L’article de ce jour sera court. J’ai regardé en retard, l’émission Intitulée La France face à la guerre sur TF1. Zemmour répondait aux questions de Gilles Bouleau et d’Anne-Claire Coudray.
Bien entendu il y avait aussi d’autres candidats. Je suis clair : ils ne m’intéressent pas. On les connaît, on les a vus, on sait ce qu’ils valent. On espère ne plus les revoir. Point ! Pas de temps à perdre dans des comparaisons hasardeuses.
L’essentiel était la prestation de Zemmour. Elle fut très bonne. C’était difficile pour lui car le rythme n’était pas celui auquel il était habitué. Ce changement de format a peut-être bousculé certains de ses habituels soutiens. Or, il faut que nous aussi modifions notre écoute et notre jugement.
La brièveté l’a obligé à aller à l’essentiel, sans digressions. Pour un galop d’essai c’était un coup de maître. Éric Zemmour le prétendu « polémiste » (qualificatif vexatoire des imbéciles et des cuistres), Éric Zemmour le passionné d’histoire et des explications fouillées devait céder le pas au président Zemmour, répondant du tac au tac, fulgurant ses adversaires. Il l’a fait. Et surtout, il l’a fait en homme mesurant l’immensité du devoir qui s’impose à lui. Il est resté humain, mais à un niveau supérieur. Pas un robot de la politicaillerie.
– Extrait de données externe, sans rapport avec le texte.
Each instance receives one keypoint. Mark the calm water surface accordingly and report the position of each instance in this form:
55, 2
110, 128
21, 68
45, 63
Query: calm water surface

Un humain président, un président humain. Cela en impose, cela s’impose, mais cela pèse lourd. D’autant plus lourd que la tâche dépassera l’imaginable.
Cela n’empêche que sa tirade finale — 26 jours — fut une réussite. Passons sur quelques ralentissements bien compréhensibles. Que d’autres s’y essayent. Nous verrons le résultat. Zemmour conserva le rythme général et la clarté du tableau, avec l’émotion de la véracité.
26 jours ! C’est long et c’est court (en reprenant « Le temps de l’amour », cette belle chanson de Françoise Hardy).
26 jours, c’est long et c’est court, on s’en souvient… et on continue jusqu’à la victoire.